Iniziava in quel periodo la crisi della salute di Modì, tornato nella città natale nell’estate del 1909 per festeggiare i 25 anni, per una breve parentesi prima di tornare a Parigi. Nel frattempo, quasi come nel film “Midnight in Paris” in cui per un incantesimo un giovane incontrava i Grandi di quello stesso periodo, la vita della Ville Lumière proponeva a Modì anche la conoscenza dei versi di Paul Verlaine e “l’amore tormentato e passionale per il giovane Arthur Rimbaud” e del contrasto fra i boulevards e i palazzi neoclassici e la città più povera delle bettole.
Il furto della “Gioconda” il 22.8.1911 dal museo del Louvre, precedette un peggioramento della salute di Modì nel breve soggiorno in Normandia.
Si giungeva in ogni caso, non senza sofferenze tra varie figure attorno a lui, allo sbocco, apprezzato nella modernità, dell’arte di Modì: il gusto per l’allungamento e la stilizzazione si affermava infatti nelle opere della sua maturità (perlopiù ritratti di donne, bambini e della maggior parte dei suoi amici, e nudi femminili) in cui sostanzialmente si evidenziava la forza espressiva, ritmica e costruttiva della linea.
Fu l’apoteosi per Modì (“il sorgere di una nuova vita”), per il quale il 1917 fu anno fortunato anche per i sentimenti per la presenza di Jeanne Hébuterne, 19 anni, “piccola e caparbia”, da lui accostata alla Venere del Botticelli (“sembrava una fata”). E le pagine del libro della Strano che la pongono al centro della vita di Modì (innamoratissimo, ricambiato) sono fra le più belle dell’intero romanzo. Egli, verso quella splendida musa, si sentiva amico, amante, padre.
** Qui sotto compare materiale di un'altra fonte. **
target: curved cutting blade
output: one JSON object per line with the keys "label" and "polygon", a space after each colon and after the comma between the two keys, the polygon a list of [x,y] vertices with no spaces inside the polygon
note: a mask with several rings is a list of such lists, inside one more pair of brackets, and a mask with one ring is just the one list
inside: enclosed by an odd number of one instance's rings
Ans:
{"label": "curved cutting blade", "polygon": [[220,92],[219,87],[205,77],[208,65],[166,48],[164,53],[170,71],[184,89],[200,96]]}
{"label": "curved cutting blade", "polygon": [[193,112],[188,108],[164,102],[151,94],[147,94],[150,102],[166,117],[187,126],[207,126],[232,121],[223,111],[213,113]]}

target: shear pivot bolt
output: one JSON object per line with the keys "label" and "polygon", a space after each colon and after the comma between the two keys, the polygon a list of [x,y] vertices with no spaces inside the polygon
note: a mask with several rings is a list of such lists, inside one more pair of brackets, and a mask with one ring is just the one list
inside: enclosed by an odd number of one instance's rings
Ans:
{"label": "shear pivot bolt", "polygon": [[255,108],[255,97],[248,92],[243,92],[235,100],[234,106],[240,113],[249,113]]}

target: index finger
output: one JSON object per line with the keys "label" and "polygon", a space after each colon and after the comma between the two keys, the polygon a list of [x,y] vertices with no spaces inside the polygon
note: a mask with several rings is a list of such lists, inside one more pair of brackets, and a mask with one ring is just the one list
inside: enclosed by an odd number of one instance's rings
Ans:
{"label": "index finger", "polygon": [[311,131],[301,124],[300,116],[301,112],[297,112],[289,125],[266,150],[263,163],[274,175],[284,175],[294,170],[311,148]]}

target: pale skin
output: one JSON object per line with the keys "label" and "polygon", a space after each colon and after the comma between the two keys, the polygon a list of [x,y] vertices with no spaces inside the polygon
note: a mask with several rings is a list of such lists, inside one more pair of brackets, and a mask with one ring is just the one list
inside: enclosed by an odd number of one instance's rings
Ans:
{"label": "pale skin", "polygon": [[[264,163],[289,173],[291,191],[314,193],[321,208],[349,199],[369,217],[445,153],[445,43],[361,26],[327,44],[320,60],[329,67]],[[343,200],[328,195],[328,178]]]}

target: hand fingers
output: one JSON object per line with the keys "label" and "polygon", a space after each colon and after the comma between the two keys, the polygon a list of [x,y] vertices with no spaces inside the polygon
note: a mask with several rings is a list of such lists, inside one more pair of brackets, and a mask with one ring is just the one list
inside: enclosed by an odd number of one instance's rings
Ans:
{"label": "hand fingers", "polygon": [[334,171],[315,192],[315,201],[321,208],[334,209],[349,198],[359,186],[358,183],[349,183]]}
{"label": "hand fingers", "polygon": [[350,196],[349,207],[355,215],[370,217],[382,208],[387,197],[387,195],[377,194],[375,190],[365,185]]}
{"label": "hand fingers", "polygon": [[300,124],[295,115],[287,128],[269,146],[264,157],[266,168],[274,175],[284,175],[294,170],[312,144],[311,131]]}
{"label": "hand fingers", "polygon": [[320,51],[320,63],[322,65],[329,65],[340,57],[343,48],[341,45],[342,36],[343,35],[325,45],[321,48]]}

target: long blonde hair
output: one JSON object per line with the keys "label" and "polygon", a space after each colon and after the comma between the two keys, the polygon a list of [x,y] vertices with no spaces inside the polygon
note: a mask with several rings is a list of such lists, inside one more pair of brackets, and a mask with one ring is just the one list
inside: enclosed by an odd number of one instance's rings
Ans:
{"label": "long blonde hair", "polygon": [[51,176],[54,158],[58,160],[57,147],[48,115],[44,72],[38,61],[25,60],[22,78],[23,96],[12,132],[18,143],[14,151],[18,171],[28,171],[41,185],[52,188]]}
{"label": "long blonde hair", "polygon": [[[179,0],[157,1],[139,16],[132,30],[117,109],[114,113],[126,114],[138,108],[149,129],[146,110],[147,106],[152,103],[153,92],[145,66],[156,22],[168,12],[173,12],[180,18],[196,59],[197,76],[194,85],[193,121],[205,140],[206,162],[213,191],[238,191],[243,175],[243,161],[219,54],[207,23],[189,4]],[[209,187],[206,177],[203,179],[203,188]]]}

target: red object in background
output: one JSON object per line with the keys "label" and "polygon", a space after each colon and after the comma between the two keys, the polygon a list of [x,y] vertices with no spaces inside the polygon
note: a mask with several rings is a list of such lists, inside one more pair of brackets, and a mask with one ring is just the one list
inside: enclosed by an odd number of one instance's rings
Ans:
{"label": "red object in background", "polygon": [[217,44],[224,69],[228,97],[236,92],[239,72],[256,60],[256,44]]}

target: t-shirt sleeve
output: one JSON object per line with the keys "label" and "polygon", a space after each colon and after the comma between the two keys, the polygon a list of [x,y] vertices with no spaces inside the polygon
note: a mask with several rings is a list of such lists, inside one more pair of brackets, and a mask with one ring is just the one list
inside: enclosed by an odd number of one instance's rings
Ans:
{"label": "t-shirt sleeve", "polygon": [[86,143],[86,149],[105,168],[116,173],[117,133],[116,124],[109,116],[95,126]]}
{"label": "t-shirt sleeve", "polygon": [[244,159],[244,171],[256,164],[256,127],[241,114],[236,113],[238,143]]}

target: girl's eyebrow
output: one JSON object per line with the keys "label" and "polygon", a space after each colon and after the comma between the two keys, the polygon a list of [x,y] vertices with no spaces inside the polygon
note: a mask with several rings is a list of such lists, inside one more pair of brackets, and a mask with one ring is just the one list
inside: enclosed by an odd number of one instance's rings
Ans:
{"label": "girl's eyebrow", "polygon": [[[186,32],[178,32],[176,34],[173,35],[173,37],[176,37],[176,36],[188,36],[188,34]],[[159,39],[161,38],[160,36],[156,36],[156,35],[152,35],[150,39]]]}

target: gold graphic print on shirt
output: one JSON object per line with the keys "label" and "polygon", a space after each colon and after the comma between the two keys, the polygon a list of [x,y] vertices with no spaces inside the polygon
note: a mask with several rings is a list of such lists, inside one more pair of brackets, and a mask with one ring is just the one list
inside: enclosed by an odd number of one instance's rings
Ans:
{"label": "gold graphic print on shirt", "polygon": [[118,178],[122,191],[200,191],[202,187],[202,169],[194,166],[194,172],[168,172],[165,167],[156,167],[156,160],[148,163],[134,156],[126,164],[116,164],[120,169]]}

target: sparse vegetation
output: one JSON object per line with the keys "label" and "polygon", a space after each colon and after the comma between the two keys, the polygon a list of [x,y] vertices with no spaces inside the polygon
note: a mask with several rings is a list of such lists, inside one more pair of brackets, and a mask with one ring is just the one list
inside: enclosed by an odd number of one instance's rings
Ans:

Nelle pagine seguenti, non prive di sorprese, si assiste al progressivo aggravarsi della meningite tubercolare che stava “disintegrando le mie membra”, tutto – con una sola grande gioia – un avvicinarsi alla fine, all’Eterno, fino all’ultima battuta trattenendo la mano di Lunia nell’ossimoro del titolo: “Fermiamoci qui. Parlami in silenzio”.